Additionally, the further Mr. Salatin strays from the topics of farming, ecology, and small business, the shakier his arguments get. I laughed out loud when, after spending the whole book complaining about government corruption and the inability for small businesses to get a fair shake by bureaucrats beholden to Big Agriculture, he proposed that private litigation should be replaced by some form of government mediation program. Why he believes that the same government that sends him jumping through insane hoops just to sell locally made sausage and which enforces, as he describes them, completely illogical regulations will suddenly come to its senses and discern fairness when he is directly up against Big Ag in some dispute is beyond me. Actually, the disconnect between his apparent cynicism about government and his desire for it to be the conflict dispute mediator probably arises because his complaint about litigation is wholly separate in his mind from his complaint about government regulation. He does not envision a mediation setting in which some big corporation will be able to use its muscle to twist an arm of government against him; he sees himself prevailing against some disgruntled individual whose claim is so frivolous that the government mediator, unencumbered by any due process requirement or rules of procedure (scary thought!), will have no choice but to throw it out.

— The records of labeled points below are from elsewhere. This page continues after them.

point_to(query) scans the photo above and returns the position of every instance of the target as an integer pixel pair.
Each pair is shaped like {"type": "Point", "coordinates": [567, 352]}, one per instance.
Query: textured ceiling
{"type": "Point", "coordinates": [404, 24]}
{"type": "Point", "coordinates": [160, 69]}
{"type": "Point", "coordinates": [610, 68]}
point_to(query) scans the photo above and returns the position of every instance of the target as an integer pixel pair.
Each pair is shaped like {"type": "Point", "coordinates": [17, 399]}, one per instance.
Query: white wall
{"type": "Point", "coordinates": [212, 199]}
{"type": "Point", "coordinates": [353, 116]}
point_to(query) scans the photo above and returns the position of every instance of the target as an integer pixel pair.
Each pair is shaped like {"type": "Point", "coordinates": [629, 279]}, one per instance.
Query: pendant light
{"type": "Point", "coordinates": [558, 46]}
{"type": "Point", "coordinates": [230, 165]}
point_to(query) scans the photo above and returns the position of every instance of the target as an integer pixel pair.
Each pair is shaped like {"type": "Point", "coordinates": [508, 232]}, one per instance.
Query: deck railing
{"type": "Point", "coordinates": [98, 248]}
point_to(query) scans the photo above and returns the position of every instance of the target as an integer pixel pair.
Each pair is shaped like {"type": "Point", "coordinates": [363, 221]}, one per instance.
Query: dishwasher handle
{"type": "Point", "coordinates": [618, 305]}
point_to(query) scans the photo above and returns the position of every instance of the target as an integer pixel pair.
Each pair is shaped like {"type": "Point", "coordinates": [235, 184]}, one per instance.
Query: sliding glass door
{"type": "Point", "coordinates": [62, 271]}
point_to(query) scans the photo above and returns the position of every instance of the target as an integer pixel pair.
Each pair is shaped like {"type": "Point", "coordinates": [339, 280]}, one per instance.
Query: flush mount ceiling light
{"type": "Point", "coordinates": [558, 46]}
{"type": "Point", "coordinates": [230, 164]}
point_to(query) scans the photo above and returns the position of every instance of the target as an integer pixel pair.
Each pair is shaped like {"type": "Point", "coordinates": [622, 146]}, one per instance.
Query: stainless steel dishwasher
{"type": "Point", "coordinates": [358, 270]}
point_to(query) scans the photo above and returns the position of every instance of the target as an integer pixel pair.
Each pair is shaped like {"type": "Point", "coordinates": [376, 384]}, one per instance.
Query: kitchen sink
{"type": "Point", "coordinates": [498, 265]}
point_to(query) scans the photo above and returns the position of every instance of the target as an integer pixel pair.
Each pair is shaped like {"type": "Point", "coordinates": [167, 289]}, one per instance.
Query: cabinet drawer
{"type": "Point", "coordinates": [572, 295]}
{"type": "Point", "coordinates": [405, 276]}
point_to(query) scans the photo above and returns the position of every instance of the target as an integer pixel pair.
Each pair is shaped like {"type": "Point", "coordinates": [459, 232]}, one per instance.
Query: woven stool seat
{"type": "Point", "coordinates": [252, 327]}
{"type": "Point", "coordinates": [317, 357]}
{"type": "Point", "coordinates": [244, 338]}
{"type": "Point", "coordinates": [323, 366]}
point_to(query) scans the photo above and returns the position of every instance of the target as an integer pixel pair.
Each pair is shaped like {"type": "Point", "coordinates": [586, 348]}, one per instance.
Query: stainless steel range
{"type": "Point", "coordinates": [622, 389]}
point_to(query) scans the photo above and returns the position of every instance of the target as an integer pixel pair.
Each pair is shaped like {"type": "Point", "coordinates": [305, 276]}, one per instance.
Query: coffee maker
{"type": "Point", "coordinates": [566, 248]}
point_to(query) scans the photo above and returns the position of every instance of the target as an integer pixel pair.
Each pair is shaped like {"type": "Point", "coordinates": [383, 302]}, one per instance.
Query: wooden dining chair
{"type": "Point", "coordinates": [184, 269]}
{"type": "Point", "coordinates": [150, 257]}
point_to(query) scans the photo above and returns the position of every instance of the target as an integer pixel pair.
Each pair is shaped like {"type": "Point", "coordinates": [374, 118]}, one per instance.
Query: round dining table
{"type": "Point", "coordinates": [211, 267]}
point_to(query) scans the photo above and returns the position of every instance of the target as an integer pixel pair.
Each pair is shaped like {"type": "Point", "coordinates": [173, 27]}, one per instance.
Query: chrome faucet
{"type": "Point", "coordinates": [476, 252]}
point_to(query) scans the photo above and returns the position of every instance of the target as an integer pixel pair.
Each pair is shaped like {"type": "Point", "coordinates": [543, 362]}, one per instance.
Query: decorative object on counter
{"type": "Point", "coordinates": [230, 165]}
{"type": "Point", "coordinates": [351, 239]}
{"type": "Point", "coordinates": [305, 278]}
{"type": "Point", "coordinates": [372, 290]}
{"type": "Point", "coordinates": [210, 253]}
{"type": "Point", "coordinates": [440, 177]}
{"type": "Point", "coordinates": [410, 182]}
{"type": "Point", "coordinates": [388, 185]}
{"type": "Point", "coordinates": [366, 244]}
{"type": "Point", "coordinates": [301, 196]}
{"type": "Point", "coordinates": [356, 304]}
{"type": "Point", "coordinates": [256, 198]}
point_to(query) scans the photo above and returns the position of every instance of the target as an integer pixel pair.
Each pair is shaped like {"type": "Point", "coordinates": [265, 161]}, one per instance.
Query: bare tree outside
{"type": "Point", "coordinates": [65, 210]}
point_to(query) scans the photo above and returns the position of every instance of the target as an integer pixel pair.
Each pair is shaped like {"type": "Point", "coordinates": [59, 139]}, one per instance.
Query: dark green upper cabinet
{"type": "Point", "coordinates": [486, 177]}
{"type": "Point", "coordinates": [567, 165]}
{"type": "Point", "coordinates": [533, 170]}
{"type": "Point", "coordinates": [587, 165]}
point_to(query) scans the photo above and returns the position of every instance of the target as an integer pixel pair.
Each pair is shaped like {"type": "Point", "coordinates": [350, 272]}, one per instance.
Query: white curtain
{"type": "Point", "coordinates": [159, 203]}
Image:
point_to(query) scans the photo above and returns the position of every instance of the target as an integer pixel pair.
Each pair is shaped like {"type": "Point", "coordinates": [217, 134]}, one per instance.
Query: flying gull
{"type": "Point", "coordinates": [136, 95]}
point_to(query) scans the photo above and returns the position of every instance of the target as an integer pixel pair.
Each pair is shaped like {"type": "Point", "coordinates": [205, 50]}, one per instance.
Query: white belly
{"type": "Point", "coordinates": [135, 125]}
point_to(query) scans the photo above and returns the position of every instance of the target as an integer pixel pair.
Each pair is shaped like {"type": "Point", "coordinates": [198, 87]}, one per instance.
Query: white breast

But the worst part of the book for me was Mr. Salatin’s take on sexual harassment. To be sure, there are hints of chauvinism underlying Mr. Salatin’s nostalgic waxings throughout the book. One gets the sense that part of the good old days that he misses is the woman’s place being firmly planted in the home, apron-strings tied to the hearth. But this is so subtle as to be tolerable. What is not tolerable is his pride at having discriminated against females for years by refusing to hire them as interns because of the possibility that they might bring a sexual harassment complaint against his farm. Let me restate that: his solution to avoiding sexual harassment complaints was to eliminate the women from the equation. As bad as that is, what makes it worse is Mr. Salatin’s seeming disbelief that sexual harassment or assault ever occur. He in no way ever acknowledges that these are real problems that women face. He explains in a very matter of fact manner that upon resuming his hire of women, he made sure to schedule tasks so no woman was ever alone with a man, not to prevent harassment or assault of the women, but to prevent the possibility of a harassment claim against him and the male employees. That Mr. Salatin seems to believe the concept of sexual harassment itself to be oxymoronic and cannot conceive of harassment actually occurring to women is a huge insult to women everywhere who face harassment on a near daily basis.
Despite these issues, I have substantial respect for Mr. Salatin’s expertise and would still recommend this book to others. Mr. Salatin’s insights into farming, government regulation of farmers, the difficulties of small businesses, and our modern-day disconnect from the essentials of living are too important to be missed. However, if you have never encountered his ideas before, I recommend holding off on the book and listening to him speak first. Check out the Align podcast interview or his talk at Google.